FLAC

How musefs scans and synthesizes native FLAC files (.flac). FLAC inside an Ogg container is a different beast — see Ogg. For the segment model these layouts plug into, see the segment model.

What round-trips

  • All text tags. Canonical keys (title, artist, albumartist, date, tracknumber, …) map to their conventional Vorbis field names via the shared vocabulary (musefs-format/src/tagmap.rs); any other field round-trips verbatim by its own name. Multi-value fields keep their order. User-defined keys that are not legal Vorbis field names (empty, containing =, control characters, or non-ASCII bytes — i.e. outside ASCII 0x200x7D minus =) are dropped on synthesis and logged; they cannot round-trip by name.
  • Binary metadata blocks. APPLICATION and CUESHEET blocks are captured at scan time as binary tags (an APPLICATION payload includes its 4-byte application id) and re-emitted on synthesis, streamed from the DB rather than held in memory.
  • Embedded pictures. Each PICTURE block round-trips with its MIME type, picture type, description, and dimensions; image bytes are stored content-addressed and streamed at read time.
  • Structural blocks. STREAMINFO and SEEKTABLE are preserved bit-exact. They are captured into the read-only structural_blocks store at scan time (external tools must not edit them) and re-emitted on synthesis.

Lossy edges

  • PADDING blocks are dropped — the synthesized file carries no padding.
  • Metadata blocks of unknown/reserved types are dropped at scan time.
  • A PICTURE block whose picture type falls outside the standard 020 range is clamped to 0 (Other) at scan time, matching the store's track_art.picture_type CHECK. This shared PICTURE parser also serves FLAC-in-Ogg, so the same clamp applies there.
  • The VORBIS_COMMENT vendor string is replaced with musefs's own.
  • Vorbis field names are case-insensitive by spec; musefs re-emits canonical keys under their conventional uppercase names and upper-cases unknown field names. A field stored as MixedCase comes back as MIXEDCASE — same field to a conforming reader, different bytes.

How synthesis works

flac::synthesize_layout (musefs-format/src/flac.rs) builds the layout in this order — an inline metadata region, DB-streamed payloads, then the untouched audio:

 offset 0
 ┌──────────────────────────────────────────────┐ ┐
 │ █ "fLaC" marker                      (Inline) │ │
 │ █ STREAMINFO / SEEKTABLE, bit-exact  (Inline) │ │ generated
 │ █ VORBIS_COMMENT rebuilt from DB     (Inline) │ │ metadata
 │ ▒ APPLICATION / CUESHEET bodies   (BinaryTag) │ │ region
 │ █ PICTURE framing + ▒ image bytes  (ArtImage) │ │
 ├──────────────────────────────────────────────┤ ┘
 │ ░ audio frames, verbatim       (BackingAudio) │
 └──────────────────────────────────────────────┘
 EOF     █ inline-generated   ▒ DB-streamed   ░ untouched backing
  1. Inline — the fLaC marker plus the preserved structural blocks (STREAMINFO, SEEKTABLE, sorted by block type) and a VORBIS_COMMENT block regenerated entirely from the DB tag rows.
  2. BinaryTag — one segment per stored APPLICATION/CUESHEET block, streamed from the DB at read time.
  3. ArtImage — one PICTURE block per linked art row; the block framing is inline, the image bytes stream from the blob store.
  4. BackingAudio — the original audio frames, served by positioned reads at the stored audio_offset/audio_length.
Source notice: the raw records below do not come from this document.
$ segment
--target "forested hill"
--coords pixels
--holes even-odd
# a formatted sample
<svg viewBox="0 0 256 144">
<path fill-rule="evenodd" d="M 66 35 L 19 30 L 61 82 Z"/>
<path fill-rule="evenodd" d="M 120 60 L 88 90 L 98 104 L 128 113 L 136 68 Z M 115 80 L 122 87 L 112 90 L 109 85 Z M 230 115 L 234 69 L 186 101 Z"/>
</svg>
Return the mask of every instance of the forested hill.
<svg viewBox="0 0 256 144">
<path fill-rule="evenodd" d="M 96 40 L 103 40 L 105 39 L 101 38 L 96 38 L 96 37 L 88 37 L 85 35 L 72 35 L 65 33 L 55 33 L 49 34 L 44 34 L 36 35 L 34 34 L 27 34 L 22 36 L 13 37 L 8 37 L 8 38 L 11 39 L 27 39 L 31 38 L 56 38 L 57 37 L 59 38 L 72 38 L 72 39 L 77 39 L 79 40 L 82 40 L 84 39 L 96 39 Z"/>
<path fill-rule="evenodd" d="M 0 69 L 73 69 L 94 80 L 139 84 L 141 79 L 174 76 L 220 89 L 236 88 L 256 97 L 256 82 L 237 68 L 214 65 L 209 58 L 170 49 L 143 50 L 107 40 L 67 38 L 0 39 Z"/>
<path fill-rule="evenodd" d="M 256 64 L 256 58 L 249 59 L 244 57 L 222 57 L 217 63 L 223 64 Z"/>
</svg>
Structural blocks normally come from the structural_blocks store. A database scanned before that store existed has no rows there; synthesis then falls back to re-reading the file's front for every preserved block (carrying APPLICATION/CUESHEET inline and suppressing the streamed binary tags so nothing is emitted twice). A re-scan upgrades the track to the streamed path.

Quirks & invariants

  • The audio frames are never touched: the backing segment starts exactly at the scanned audio offset, and the byte-identical-audio property is asserted by musefs-format/tests/proptest_flac.rs and the mutagen interop suite (musefs-core/tests/interop_emit.rs).
  • Synthesis re-parses its own inline output in tests (flac_tag_roundtrip_is_stable): the regenerated front must be a valid FLAC metadata region whose computed audio boundary equals the layout's header length.
  • Block-body sizes are bounded at parse time (MAX_BLOCK_BODY); a crafted file cannot force a huge allocation.
  • The parser now rejects (at scan and synthesis) any FLAC whose metadata does not begin with exactly one 34-byte STREAMINFO block; a crafted store providing malformed structural rows fails synthesis with a controlled error rather than emitting decoder-rejected output.